I think I might end up registering for the December LSAT but that would just make me uncomfortable because then I'd be afraid I'd be cutting it close with admissions. By then most students have applied and law schools are in the middle of their evaluations. It's just—I'm stressing and though I am trying not to I can't help but feel like I won't do well again. Should I planned on stopping a week before the test to fully reboot, but if i keep scoring in the 140s before i do that's all I'll think about in the week that I take off. I don't know if anyone has any tips on how to combat this type of mentality but if you have any I'd love to hear it.

Comments

  • LSATcantwinLSATcantwin Alum Member Sage
    edited September 2017 13286 karma

    My advice - breath. I could feel the frantic panic in your post. My first suggestion is to take some time and calm yourself down mentally. The test is what matters - applications come next. Focus on the now.

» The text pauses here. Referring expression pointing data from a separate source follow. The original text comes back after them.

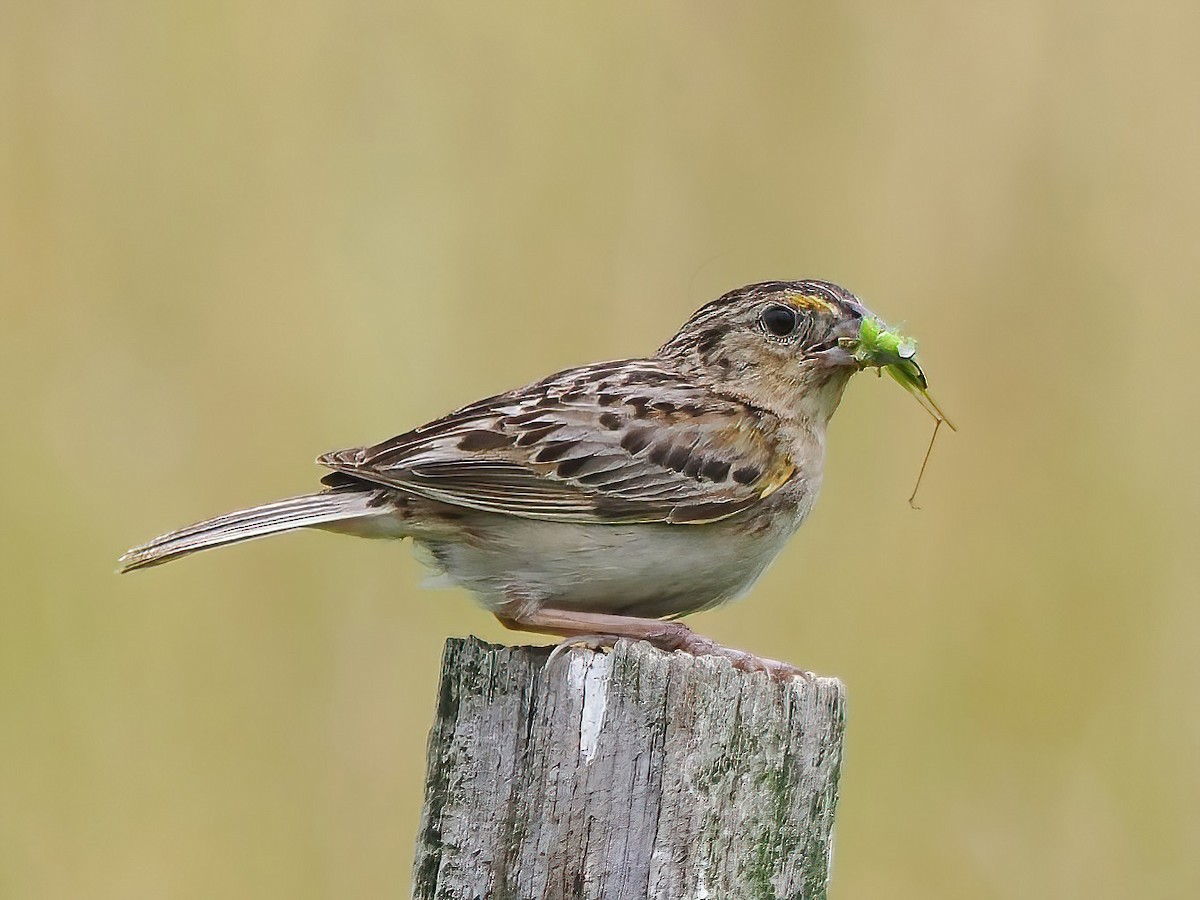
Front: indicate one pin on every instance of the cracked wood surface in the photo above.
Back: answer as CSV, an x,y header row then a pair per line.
x,y
625,775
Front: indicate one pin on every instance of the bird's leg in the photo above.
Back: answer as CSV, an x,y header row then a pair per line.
x,y
604,629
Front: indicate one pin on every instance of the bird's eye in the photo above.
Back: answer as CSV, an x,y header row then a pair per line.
x,y
780,321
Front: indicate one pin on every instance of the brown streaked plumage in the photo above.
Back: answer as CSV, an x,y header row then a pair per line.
x,y
606,498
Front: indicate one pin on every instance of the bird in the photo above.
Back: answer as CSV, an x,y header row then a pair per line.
x,y
607,501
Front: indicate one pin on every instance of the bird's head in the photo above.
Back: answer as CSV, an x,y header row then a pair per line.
x,y
784,346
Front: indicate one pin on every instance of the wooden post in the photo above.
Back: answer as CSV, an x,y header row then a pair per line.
x,y
625,775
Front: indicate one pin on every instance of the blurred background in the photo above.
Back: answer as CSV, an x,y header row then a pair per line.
x,y
237,234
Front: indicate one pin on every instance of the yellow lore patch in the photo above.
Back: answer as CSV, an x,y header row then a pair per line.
x,y
809,301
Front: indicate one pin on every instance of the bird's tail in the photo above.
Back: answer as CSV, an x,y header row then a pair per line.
x,y
315,509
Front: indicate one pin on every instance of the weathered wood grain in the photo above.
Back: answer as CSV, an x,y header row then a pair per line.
x,y
625,775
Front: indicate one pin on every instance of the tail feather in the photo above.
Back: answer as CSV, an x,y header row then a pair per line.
x,y
256,522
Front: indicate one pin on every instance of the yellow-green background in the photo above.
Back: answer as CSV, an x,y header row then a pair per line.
x,y
237,234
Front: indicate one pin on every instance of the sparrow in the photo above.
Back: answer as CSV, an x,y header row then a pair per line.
x,y
607,501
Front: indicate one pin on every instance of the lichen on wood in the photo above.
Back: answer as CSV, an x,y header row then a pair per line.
x,y
625,774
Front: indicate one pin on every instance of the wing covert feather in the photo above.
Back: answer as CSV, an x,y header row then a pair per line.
x,y
616,443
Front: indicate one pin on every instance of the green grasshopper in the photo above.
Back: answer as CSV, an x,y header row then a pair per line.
x,y
882,347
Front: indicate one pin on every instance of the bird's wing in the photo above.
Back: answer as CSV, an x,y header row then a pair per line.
x,y
618,442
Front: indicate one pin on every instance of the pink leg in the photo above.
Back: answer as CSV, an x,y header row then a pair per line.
x,y
605,629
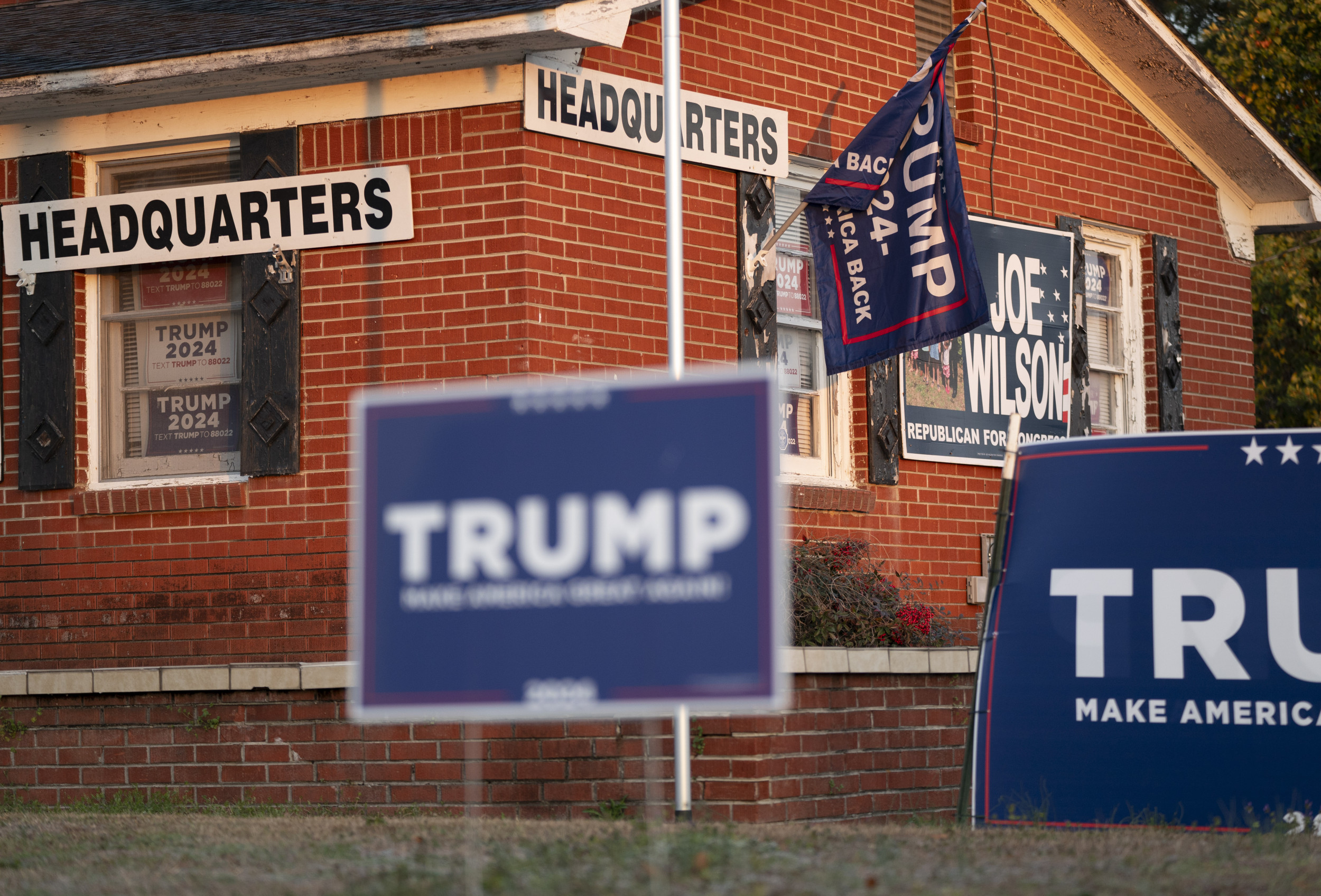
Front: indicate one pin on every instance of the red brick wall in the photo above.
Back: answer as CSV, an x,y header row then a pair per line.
x,y
538,256
851,747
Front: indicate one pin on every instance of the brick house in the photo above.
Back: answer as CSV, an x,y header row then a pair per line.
x,y
139,586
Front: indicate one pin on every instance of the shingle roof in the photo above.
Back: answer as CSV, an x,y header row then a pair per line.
x,y
70,35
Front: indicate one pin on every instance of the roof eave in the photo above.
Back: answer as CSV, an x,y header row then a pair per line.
x,y
1259,183
337,60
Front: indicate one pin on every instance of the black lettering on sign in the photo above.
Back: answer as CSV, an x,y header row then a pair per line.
x,y
33,235
57,222
222,221
286,194
344,204
94,236
253,212
312,209
385,213
185,236
123,238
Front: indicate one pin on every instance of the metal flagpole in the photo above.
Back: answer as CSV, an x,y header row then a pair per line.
x,y
1002,524
674,299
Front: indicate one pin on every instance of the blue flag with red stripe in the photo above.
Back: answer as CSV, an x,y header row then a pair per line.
x,y
889,232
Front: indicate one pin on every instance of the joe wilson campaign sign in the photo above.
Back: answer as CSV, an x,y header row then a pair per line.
x,y
370,205
1156,647
599,550
958,394
628,114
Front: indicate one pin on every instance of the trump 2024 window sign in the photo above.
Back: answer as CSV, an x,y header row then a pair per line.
x,y
1155,650
595,550
958,394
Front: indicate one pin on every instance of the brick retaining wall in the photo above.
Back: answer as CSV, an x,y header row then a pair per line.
x,y
852,746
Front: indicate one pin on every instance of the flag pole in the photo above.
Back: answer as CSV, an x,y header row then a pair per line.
x,y
673,184
1002,524
674,330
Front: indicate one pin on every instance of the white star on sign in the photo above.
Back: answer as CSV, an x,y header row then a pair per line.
x,y
1254,452
1290,451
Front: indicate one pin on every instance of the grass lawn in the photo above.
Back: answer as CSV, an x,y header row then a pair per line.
x,y
184,853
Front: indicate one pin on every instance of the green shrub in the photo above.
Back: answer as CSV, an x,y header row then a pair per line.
x,y
843,600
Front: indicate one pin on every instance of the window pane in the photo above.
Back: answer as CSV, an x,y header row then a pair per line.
x,y
1105,295
796,238
1102,349
797,426
1102,394
172,338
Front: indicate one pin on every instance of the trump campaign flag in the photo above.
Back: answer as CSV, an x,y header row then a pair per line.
x,y
889,230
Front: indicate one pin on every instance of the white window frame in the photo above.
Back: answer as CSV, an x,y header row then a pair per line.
x,y
833,467
1127,248
94,333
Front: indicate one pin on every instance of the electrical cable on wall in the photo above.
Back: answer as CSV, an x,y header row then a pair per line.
x,y
995,98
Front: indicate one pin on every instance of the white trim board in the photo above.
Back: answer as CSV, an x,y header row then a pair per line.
x,y
162,126
312,64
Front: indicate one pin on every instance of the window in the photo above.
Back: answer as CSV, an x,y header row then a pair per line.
x,y
1114,332
813,423
933,23
170,340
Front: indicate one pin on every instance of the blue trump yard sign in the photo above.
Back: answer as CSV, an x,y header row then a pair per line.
x,y
598,549
1155,650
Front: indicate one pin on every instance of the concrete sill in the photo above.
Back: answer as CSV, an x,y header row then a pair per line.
x,y
329,676
148,680
889,661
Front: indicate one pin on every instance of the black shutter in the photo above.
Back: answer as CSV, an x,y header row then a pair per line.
x,y
1169,341
1080,414
268,397
46,348
883,422
756,288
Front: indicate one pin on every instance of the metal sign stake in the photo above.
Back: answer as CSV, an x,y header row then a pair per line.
x,y
674,299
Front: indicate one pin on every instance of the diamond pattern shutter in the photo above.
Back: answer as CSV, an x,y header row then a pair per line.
x,y
1080,412
268,396
46,348
757,287
1169,340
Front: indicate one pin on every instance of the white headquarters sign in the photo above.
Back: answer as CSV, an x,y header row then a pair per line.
x,y
628,114
370,205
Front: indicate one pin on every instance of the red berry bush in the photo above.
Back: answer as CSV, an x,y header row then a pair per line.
x,y
843,600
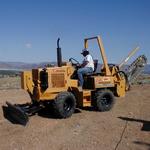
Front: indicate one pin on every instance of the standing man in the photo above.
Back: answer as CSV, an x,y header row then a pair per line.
x,y
87,66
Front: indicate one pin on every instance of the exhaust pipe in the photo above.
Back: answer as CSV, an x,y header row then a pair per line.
x,y
59,55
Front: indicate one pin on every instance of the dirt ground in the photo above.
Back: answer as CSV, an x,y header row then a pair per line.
x,y
125,127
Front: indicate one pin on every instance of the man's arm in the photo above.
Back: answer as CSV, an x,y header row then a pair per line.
x,y
85,62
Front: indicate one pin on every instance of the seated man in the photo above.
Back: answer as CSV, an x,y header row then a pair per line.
x,y
86,67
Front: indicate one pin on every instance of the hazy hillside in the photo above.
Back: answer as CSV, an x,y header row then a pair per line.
x,y
22,66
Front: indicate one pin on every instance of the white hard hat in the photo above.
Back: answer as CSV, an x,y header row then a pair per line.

    That being said, logic games can get rusty fairly quickly. The way to get the rust off is to do more of them. Not 100 games a day, but maybe 2/4 games a day. Get use to the inferences again. Get use to making game boards and the different kinds of questions. It will come back, but don't let panic get the best of you.

    Focus on treating yourself nicely for the next two weeks. You've worked your ass off so relax a bit. Stop worrying about score and just keep yourself refreshed on the material.

    Come test day go in determined. Go in knowing you know what to do. Go in knowing that any curve they throw you are prepared for. This is how you get past these feelings in my experience.